La Cour suprême condamne le journaliste Hermann Tertsch pour avoir violé l'honneur du grand-père du vice-président Pablo Iglesias

Mardi,
7
juillet
2020

15:51

Le journaliste a assuré dans un article que Manuel Iglesias Ramrez avait participé à des "sacas" pendant la guerre civile

Le secrétaire général de Podemos, Pablo Iglesias, participe à un acte ...

Le secrétaire général de Podemos, Pablo Iglesias, participe à un acte de la campagne galicienne.
EFE

La Cour suprême a confirmé ce mardi la condamnation du journaliste Hermann Tertsch pour violation du droit à l'honneur du défunt grand-père du vice-président du gouvernement Pablo Iglesias et de ses proches, et en particulier de son fils, qui a déposé plainte, pour le contenu non véridique d'un article publié dans un journal de diffusion nationale en 2016 intitulé Le grand-père de Pablo.

Dans cet article, Manuel Iglesias Ramrez participation aux "sacas" pendant la guerre civile, et plus particulièrement au marque de San Fernando et son frère, qui a pris fin avec la mort des deux par une milice du côté républicain.

La Audience Zamora, dans une phrase désormais confirmée par le Chambre civile de la Haute Cour, apprécie que l'article ne soit pas véridique et que la conduite du journaliste n'ait pas été diligente, car il a renoncé à mettre en contraste des informations publiées précédemment avec d'autres sources à sa disposition (principalement des cas sommaires) ", dont la consultation ne pouvait pas être considérée comme charge exorbitante ou excessive selon la gravité des charges ".

La Chambre considère que de telles accusations graves obligent le journaliste à faire preuve de diligence en contrastant les faits, en consultant des sources accessibles et sans équivoque plus objectives, telles que des dossiers historiques.
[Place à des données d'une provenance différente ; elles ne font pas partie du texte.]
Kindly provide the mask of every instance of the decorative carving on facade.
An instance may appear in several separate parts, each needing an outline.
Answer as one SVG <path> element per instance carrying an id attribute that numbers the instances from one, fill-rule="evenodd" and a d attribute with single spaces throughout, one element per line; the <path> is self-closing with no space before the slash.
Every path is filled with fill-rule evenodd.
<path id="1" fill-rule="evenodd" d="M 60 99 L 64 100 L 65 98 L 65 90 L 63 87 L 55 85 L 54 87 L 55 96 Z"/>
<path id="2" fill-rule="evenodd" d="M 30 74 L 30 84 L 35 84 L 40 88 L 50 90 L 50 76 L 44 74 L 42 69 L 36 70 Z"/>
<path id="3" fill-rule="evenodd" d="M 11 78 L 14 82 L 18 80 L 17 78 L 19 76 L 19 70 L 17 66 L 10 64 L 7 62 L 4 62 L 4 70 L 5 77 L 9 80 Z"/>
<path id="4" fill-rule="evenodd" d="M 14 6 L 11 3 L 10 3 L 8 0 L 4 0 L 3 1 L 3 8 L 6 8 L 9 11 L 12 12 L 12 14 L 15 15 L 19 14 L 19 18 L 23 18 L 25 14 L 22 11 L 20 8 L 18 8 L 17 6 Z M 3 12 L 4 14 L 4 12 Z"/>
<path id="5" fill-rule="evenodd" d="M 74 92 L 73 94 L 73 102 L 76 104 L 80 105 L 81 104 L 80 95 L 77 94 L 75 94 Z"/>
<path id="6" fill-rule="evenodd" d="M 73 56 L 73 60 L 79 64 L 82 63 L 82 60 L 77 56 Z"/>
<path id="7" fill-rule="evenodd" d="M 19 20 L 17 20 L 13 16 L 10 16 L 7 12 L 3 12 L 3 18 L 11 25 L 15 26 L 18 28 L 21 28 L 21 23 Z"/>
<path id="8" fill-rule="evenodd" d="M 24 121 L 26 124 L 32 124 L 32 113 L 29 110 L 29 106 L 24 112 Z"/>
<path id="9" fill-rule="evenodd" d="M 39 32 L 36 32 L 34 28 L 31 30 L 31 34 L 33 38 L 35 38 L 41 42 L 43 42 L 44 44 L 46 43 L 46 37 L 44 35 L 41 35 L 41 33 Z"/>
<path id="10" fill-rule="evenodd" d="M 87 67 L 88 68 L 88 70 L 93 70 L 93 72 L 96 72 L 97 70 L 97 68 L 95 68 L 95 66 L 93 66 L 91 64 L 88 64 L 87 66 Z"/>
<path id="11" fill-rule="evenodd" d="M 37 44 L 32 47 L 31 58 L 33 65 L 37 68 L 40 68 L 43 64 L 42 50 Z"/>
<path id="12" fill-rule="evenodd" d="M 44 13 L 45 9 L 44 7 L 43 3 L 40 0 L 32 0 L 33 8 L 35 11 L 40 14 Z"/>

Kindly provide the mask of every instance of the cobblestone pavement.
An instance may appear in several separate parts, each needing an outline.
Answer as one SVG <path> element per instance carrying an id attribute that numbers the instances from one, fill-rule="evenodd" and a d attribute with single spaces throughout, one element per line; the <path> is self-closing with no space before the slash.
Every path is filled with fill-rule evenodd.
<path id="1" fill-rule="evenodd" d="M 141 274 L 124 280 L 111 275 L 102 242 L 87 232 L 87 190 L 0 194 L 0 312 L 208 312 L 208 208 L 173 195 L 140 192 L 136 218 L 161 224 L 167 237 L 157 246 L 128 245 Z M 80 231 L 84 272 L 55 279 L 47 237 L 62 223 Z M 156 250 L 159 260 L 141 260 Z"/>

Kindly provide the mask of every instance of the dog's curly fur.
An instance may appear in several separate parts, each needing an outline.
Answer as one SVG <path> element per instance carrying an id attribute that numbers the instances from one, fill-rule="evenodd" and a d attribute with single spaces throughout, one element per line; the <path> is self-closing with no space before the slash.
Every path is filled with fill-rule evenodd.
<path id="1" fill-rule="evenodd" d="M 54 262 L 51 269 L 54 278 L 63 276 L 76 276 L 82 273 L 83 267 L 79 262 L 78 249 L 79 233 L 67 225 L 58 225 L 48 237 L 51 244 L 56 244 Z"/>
Ajouté à cela, selon la Cour suprême, que même les sources d'information dont le plaignant a tenu compte ne justifiaient pas qu'il s'exprimait publiquement avec un tel degré de certitude quant à la participation du grand-père d'Iglesias à l'arrestation et à l'exécution du marquis susmentionné et de son quand.

Les magistrats comprennent que les accusations du journaliste ne pouvaient pas non plus être protégées par la liberté d'expression, car la légitimité de la critique de certaines idéologies pour s'aligner sur des interprétations biaisées des faits historiques (en particulier, liées au comportement des deux parties pendant la guerre civile) , ne justifiait pas que, pour soutenir ou argumenter cette critique, des accusations aussi graves et offensantes que celles dirigées contre le père du demandeur aient été portées, sans respecter le devoir de véracité.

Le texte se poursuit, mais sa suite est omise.